Handlesen
Mit Hilfe der Handlesekunst (auch Chiromantik genannt, abstammend von den griechischen Worten chiro (Hand) und mantis (Seher)) können versierte Wahrsager, Hellseher und Medien Einblicke in Vergangenheit, Gegenwart und Zukunft gewinnen. Hierbei werden insbesondere die Linien in der Handinnenfläche interpretiert. Diese Form des Hellsehens findet bereits in der Antike Erwähnung. Auch in den frühen Hochkulturen scheint das Handlesen eine häufig eingesetzte Technik gewesen zu sein.

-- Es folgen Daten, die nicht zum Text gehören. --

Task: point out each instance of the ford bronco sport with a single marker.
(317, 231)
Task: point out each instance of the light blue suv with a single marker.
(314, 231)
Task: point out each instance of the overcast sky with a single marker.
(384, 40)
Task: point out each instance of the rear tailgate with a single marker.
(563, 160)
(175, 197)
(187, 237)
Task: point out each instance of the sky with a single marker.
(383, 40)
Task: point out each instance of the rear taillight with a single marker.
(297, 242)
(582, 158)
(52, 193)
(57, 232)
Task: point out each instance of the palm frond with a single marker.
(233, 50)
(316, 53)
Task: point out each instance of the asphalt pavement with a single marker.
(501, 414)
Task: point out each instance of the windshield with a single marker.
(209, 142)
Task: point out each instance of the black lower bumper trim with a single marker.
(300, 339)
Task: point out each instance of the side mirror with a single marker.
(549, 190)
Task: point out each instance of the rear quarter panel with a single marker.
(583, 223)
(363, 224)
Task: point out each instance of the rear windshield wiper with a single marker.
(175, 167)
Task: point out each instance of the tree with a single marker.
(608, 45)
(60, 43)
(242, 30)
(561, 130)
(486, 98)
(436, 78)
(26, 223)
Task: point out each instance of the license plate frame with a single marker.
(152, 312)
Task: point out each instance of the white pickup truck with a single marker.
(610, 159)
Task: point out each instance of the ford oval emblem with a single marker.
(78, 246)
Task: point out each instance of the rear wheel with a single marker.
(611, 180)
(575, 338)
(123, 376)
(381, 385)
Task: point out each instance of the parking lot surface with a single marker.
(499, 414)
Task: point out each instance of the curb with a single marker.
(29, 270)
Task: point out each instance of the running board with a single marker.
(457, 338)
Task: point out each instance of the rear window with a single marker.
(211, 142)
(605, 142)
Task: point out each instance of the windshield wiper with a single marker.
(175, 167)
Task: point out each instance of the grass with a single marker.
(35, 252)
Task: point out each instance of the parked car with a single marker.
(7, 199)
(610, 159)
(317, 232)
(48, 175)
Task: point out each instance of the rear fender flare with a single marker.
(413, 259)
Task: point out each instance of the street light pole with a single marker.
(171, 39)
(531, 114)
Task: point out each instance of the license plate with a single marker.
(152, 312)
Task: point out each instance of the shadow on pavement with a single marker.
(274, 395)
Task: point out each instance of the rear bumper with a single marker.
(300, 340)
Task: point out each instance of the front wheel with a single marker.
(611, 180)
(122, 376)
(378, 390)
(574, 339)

Im 15. Jahrhundert wurde von Heinrich Cornelius Agrippa von Nettesheim der Versuch unternommen, dem Handlesen neue Impulse zu geben. Der deutscher Universalgelehrte, Arzt, Jurist und Philosoph der Versuch unternommen, dem Handlesen eine akademische Stellung zu verleihen.
In der Zeit des Barocks (16. - 18. Jahrhundert) wurde das Handlesen als eigenständige Wissenschaft etabliert. Man ging davon davon aus, dass es mittels Handlesen möglich ist, wissenschaftlich fundiert Informationen über den jeweiligen Gesundheitszustand gewinnen zu können. Hierzu wurden an einigen europäischen Universitäten spezielle Lehrstühle / Professuren geschaffen. In dieser Zeit versuchte auch der britischer Philosoph, Theosoph und Arzt Robert Fludd, das Handlesen neu zu beleben.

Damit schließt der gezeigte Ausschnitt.